Le cinéma, c’est un peu différent. Ils cherchent avant tout à protéger la chronologie des médias alors que si vous commercialisez les DVD en même temps que la sortie en salles, il pourrait y avoir une économie par exemple en marketing et outils promotionnels. Car dans la plupart des cas, la deuxième chance avec la sortie en DVD n’existe pas. L’histoire, c’est qu’à chaque étape de la chronologie (sortie en salles, DVD, VOD, chaînes payantes, etc.) correspond une aide, un fond de soutien et de l’argent pour les sociétés de gestion collective. Derrière l’exemple français, qu’ils sont fiers de montrer à travers le monde, ils ont bâti toute une structure dont ils ne veulent pas changer la philosophie générale.

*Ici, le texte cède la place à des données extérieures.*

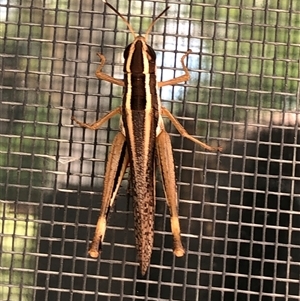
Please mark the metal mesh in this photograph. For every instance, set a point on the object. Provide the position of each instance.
(239, 209)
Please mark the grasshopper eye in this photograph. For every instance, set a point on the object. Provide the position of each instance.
(126, 51)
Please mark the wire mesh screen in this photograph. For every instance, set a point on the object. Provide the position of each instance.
(239, 209)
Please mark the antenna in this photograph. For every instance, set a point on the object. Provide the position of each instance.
(122, 17)
(128, 24)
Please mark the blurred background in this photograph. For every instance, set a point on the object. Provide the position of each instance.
(239, 209)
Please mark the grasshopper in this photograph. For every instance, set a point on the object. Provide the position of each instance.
(142, 143)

Quand j’entends Frédéric Lefebvre demander « combien faudra t-il de trafiquants d’armes, psychopathes, violeurs, racistes et voleurs avant de réguler Internet ? » Je lui réponds : combien faudra t-il de temps et de saccage économique pour que vous discutiez différemment d’un financement de la culture en France ?

Sur le même sujet :
- « Après s’être plantés pendant quinze ans, au nom de quelle vision d’avenir ces gens veulent-ils imposer leurs lois ? »
- FON, victime collatérale de la riposte graduée ?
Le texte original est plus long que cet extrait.